O acordo começou a ser alinhado em 1994, ainda no governo do venezuelano de Rafael Caldera, e incluiu a construção de extensões de linhas de transmissão dos dois lados para fronteira.

O projeto atrasou, e a inauguração só ocorreu em 2001, já no primeiro mandato de Hugo Chávez. O ditador Fidel Castro, de Cuba, visitava o país e foi à cerimônia.

O governo Lula sinalizou ainda no primeiro semestre deste ano que o Brasil voltaria a importar energia da Venezuela. Apesar do estreitamento das relações entre o atual governo e Nicolás Maduro, não ocorreu uma negociação pública sobre preço dessa nova etapa de importação.

Em 4 de agosto, Lula e Alexandre Silveira, ministro de Minas e Energia, foram a um evento em Parintins (AM) e assinaram um decreto da Casa Civil para ampliar o intercâmbio de energia elétrica com países que fazem fronteira com o Brasil, abrindo caminho para a Venezuela.

A grande mudança no texto foi de caráter regulatório. Entre as medidas, o decreto autorizou o uso da importação de energia para reduzir o gasto com a CCC (Conta de Consumo de Combustíveis). No jargão do setor, tornou a importação elegível para a sub-rogação.

Em princípio, a medida é excelente. A CCC banca o combustível das térmicas dos 211 sistemas isolados, não conectados à rede nacional, e quem paga são todos consumidores do Brasil, na conta de luz.

O gasto é elevado. Neste ano foram R$ 12 bilhões.

O destino da energia da Venezuela é Boa Vista e cidades conectadas a ela. Roraima é o único estado que não esta ligado ao sistema elétrico nacional e depende de térmicas. Responde por quase 20% da CCC, R$ 2,3 bilhões.

A energia das usinas Monte Cristo, âncoras do sistema de abastecimento local, por exemplo, sai a R$ 1.700 pelo MWh.

Por causa da orientação estabelecida no decreto, o parâmetro de análise do preço é o gasto com as térmicas mantidas pela CCC. Qualquer energia que custe menos é bem-vinda. Nessa ótica, os R$ 1.080 propostos pela Âmbar são vantajosos.

No mundo dos negócios essa lógica é chamada de custo de oportunidade. Os especialistas da área de energia, porém, estranham que ele seja aplicado sem filtro na gestão da política pública da modicidade tarifária.

A partir da assinatura do decreto, o processo de importação da Venezuela acelerou.

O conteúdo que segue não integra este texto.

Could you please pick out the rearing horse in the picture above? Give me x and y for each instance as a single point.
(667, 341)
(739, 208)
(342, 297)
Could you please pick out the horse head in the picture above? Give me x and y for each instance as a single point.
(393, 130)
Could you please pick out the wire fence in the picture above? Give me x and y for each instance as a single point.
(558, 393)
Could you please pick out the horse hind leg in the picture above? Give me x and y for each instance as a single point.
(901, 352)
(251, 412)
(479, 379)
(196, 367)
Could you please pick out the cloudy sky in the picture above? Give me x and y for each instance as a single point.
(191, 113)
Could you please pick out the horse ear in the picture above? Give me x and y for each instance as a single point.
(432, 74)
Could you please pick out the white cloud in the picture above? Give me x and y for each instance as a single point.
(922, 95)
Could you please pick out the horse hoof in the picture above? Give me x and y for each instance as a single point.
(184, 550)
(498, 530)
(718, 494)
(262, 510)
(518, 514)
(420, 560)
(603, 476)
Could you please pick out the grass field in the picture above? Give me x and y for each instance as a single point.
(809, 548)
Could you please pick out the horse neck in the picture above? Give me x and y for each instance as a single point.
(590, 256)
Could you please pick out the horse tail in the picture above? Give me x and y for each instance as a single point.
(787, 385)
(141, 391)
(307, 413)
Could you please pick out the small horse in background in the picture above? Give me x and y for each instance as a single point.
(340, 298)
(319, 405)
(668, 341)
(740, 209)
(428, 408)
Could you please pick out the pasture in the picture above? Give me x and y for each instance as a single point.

Em 13 de setembro, a Âmbar Energia encaminhou ao MME uma carta com a “Proposta de Importação de Energia Elétrica da República Bolivariana da Venezuela”, informando inclusive os preços.

No dia 19, a sugestão foi remetida à análise do CMSE (Comitê de Monitoramento do Setor Elétrico).

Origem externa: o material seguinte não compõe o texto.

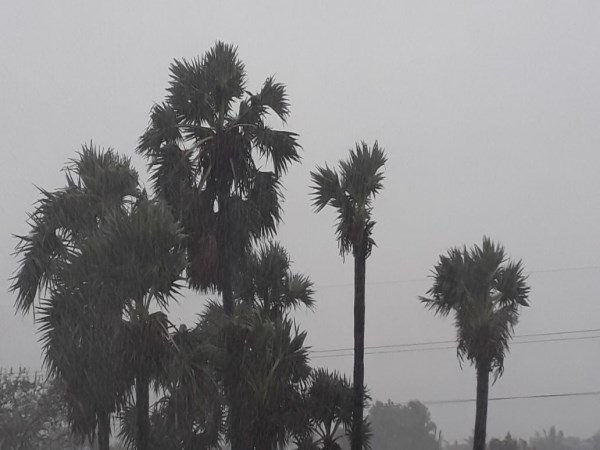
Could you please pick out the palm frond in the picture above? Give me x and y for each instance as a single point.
(281, 147)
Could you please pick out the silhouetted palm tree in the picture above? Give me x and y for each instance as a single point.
(102, 252)
(77, 347)
(328, 406)
(136, 260)
(203, 144)
(485, 292)
(351, 191)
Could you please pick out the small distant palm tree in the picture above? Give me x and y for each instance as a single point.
(485, 291)
(136, 261)
(351, 191)
(262, 364)
(328, 406)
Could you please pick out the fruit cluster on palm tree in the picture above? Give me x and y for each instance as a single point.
(484, 291)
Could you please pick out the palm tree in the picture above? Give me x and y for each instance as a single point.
(136, 260)
(102, 251)
(268, 283)
(262, 364)
(189, 415)
(100, 184)
(328, 406)
(351, 191)
(485, 291)
(203, 144)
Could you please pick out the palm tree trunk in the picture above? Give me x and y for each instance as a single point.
(103, 431)
(227, 289)
(483, 382)
(142, 407)
(359, 350)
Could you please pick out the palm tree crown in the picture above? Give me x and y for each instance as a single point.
(485, 291)
(351, 191)
(268, 282)
(203, 144)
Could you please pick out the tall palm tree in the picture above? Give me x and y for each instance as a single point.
(485, 291)
(328, 407)
(203, 144)
(136, 260)
(100, 184)
(102, 252)
(263, 364)
(267, 282)
(351, 191)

A importação de energia passa pelo crivo do MME e de órgão setoriais, mas não demanda licitação. Apenas a Âmbar teve interesse em operar com a Venezuela.

O comitê aprovou a sua proposta numa reunião em 25 de outubro. O ministro Silveira não participou. Havia viajado para reuniões em Caracas, para tratar da volta da importação de energia.

Em 30 de novembro, uma portaria do MME publicada no Diário Oficial da União ratificou a Âmbar como importador de energia da Venezuela.

INSTABILIDADE NA OFERTA DE ENERGIA É OUTRO PROBLEMA

Além da questão do preço, especialistas da área de energia dizem que faltam detalhes sobre o item vital, a segurança do fornecimento. Afirmam que, apesar de Lula e outros representantes do governo falarem que a suspensão do contrato com a Venezuela foi ideológica, o que realmente pesou foi o critério técnico. Roraima sofria com quedas de energia. Chegou a ter dez em um único dia.

O corte definitivo ocorreu após um mega-apagão na Venezuela que afetou Roraima e foi atribuído à falta de manutenção na linha de transmissão do país vizinho, apesar de o governo Maduro apresentar a versão de que foi sabotagem.

Lista **** A Folha apurou que técnicos em Roraima têm uma preocupação adicional. Argumentam que não parece racional retomar a importação no momento em que Maduro ameaça anexar Essequibo, região que corresponde a 70% do território da Guiana.

Roraima faz fronteira com os dois países e linhas de transmissão são alvo em conflitos territoriais, afirmam.

Foi pensando na segurança que o CMSE também definiu que a importação deve ocorrer de novembro de 2023 a janeiro de 2024, e que os parâmetros de fornecimento e segurança precisam ser avaliados pela Aneel (Agência Nacional de Energia Elétrica) e o ONS (Operador Nacional do Sistema).

IMPORTAÇÃO DA VENEZUELA GERA ECONOMIA PARA OS CONSUMIDORES, DIZEM ENVOLVIDOS NO PROCESSO

Âmbar e MME não explicaram a diferença do preço e defenderam, em notas enviadas à Folha, os benefícios da importação da Venezuela.

A Âmbar afirmou que estruturou uma operação comercial para viabilizar a operação, apresentando uma nova alternativa para a redução da conta de luz dos brasileiros e para a descarbonização da matriz energética.

“A energia está sendo ofertada pela Âmbar a um custo médio 50% inferior ao preço atualmente pago pelos consumidores para abastecer o estado de Roraima”, afirmou o texto.

“Além disso, 100% desta oferta da Âmbar vem de fonte renovável, substituindo energia de fontes fósseis e contribuindo para a redução das emissões de gases do efeito estufa pela matriz energética brasileira.”

A empresa ressaltou que a linha de transmissão passou por investimentos em reforma e modernização do lado venezuelano, para voltar a operar dentro dos parâmetros técnicos exigidos ONS.

O MME afirmou estar cumprindo a determinação do Decreto nº 11.629/2023, assinado por Lula em Parintins (AM), e avalia a economia gerada pela importação considerando os custos de operação do sistema elétrico de Roraima.

“Vale ressaltar que o MME atua sempre visando a maior modicidade tarifária, conjugada com segurança energética”, destacou a pasta.

A nota ressaltou ainda que é preciso resguardar a segurança operacional do sistema elétrico de Roraima, o que pode demandar investimentos do agente importador na manutenção da linha de transmissão em território venezuelano.

ONS, por sua vez, afirmou, também em nota, que com base em seus estudos o CMSE decidiu que a operação precisa ser feita dentro de critérios que evitem corte de carga em Roraima caso ocorra perda da interligação Brasil-Venezuela.

Neste sentido, o montante a ser importado vai depender do comportamento da carga e das características do parque de geração disponível.

“Vale destacar ainda que o ONS não tem a atribuição de fiscalizar instalações do Sistema Interligado Nacional, tampouco daquelas localizadas em território estrangeiro.”

Procuradas pela Folha de S.Paulo, a Presidência da República e a Aneel não comentaram até a publicação deste texto.